我绕过那老者,像什么也没有看到般离去,身后传来狱寺的呵斥和老者尖锐的哭喊。
好累,我揉揉眉心。
只是,恐怕接下来还会有更累的。
我进去”救赎”的时候,整个教堂都是空荡荡的,白兰悠闲地坐在第一排,正把一粒棉花糖丢进嘴里嚼得津津有味。
“纲君~你迟到了哟~”他仍笑得像一只狡黠狐狸。
“呐,抱歉,白兰君。”我亦笑,突然很想恶作剧一下:”白兰君还在因为上次的事情生我的气么?”
“纲君,人的脑袋被狗啃过就是不好使,你什么时候见我生过气?”
“白兰君居然还记得啃过别人脑袋的事,记忆力委实让我惊讶。”我笑。
白兰沉着脸瞄我一眼,又笑开了:”嘛嘛~也不是不生气哦。毕竟小尤尼酱回来的时候抱着我大哭呢,纲君,我很心疼。”
大概一个月以前,我表面上跟白兰达成协议。说要联手做东欧最大的军火卡特尔。一起合伙这次从德国到波兰的那批生意。
这边,我微笑着谈笑风生。转身,我就去拜访了很久未见的D斯佩德将军。
我很认真地跟那个有着双闪电头的男人说:”将军,那批军火,我决定将价格下调3个百分点。我需要你的帮助。”

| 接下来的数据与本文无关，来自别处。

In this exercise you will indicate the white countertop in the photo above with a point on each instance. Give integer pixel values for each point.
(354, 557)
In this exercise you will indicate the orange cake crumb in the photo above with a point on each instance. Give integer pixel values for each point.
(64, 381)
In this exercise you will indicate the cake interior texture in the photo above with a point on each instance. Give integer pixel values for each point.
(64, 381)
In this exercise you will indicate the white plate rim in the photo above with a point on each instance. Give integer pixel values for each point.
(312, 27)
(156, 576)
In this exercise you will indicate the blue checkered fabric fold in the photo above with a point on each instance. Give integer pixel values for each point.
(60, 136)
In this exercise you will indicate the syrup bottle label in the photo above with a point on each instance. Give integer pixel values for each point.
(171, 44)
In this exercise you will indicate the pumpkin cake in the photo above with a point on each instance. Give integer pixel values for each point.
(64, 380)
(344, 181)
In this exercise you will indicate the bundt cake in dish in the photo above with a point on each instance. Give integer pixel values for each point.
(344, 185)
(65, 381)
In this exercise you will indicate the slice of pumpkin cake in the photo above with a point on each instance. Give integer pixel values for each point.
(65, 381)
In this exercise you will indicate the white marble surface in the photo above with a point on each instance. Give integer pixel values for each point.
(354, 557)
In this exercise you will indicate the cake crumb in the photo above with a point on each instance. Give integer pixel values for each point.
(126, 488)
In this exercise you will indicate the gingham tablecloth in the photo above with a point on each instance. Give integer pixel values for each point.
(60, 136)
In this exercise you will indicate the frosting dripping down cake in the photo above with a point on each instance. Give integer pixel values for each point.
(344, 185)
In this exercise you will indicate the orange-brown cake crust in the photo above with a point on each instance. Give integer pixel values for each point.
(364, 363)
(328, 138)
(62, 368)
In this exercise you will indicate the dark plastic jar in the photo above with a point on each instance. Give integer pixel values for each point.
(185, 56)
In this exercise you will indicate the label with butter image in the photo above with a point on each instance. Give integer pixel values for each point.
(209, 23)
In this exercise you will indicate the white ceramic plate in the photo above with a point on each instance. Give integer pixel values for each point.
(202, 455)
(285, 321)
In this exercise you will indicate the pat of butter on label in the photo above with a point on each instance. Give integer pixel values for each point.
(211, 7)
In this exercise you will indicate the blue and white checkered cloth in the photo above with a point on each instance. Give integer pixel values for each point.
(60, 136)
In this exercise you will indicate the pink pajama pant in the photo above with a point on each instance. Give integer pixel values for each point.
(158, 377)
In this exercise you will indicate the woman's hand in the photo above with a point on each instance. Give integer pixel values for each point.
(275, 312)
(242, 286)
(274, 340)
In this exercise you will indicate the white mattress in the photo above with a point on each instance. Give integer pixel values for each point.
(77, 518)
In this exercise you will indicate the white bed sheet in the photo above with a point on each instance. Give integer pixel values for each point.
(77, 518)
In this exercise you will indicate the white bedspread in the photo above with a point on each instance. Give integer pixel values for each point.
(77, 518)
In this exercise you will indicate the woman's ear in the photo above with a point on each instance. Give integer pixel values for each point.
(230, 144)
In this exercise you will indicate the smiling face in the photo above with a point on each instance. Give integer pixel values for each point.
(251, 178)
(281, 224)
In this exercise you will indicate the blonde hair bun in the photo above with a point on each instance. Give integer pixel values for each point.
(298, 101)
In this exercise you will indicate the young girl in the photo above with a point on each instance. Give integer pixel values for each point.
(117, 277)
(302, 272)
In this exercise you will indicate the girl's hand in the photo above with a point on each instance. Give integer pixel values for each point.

他看我,带着六道骸式的笑容:”哦,我为什么要帮你?”
我温柔一笑:”奥,我的将军。你亲爱的弟弟抢了我心爱的人。按照旧俗,我随时可以要了他的命。但是,你知道的,将军,我是一个讲和气的商人。再者,凭借您和我哥哥乔特的关系,我相信您也一定很愿意买我这个面子的。”
然后,D斯佩德为我引见了波兰方那批吃人的执权者。
我就是在那时见到了身为D斯佩德未婚妻的艾连娜小姐。她绝对是高贵美丽的女子,与母亲相似却又与母亲完全不同。母亲是卷入家庭斗争的女人,她却是政治风暴的风眼。
——这也是之后一段时间我排斥女性伴侣的原因,一方面,我觉得她们强势起来太强,弱起来又太弱;另一方面,她们总是被卷入悲剧而不自知,让我想要掉下泪来。
但是后来,我选择彭格列十一代的时候,还是选择了一个小女孩。
不过,这是后话中的后话了。
我用稍微降价这样的手段,依靠波兰上层的力量吃掉了波兰军火买卖全部的市场份额。也就是说,我不动声色地把白兰嘴里的肉给吃了个干净。
那天在办公室,我连续接了六个重要电话,我说:”好的先生,不过密鲁菲奥雷那边也请您做做样子。”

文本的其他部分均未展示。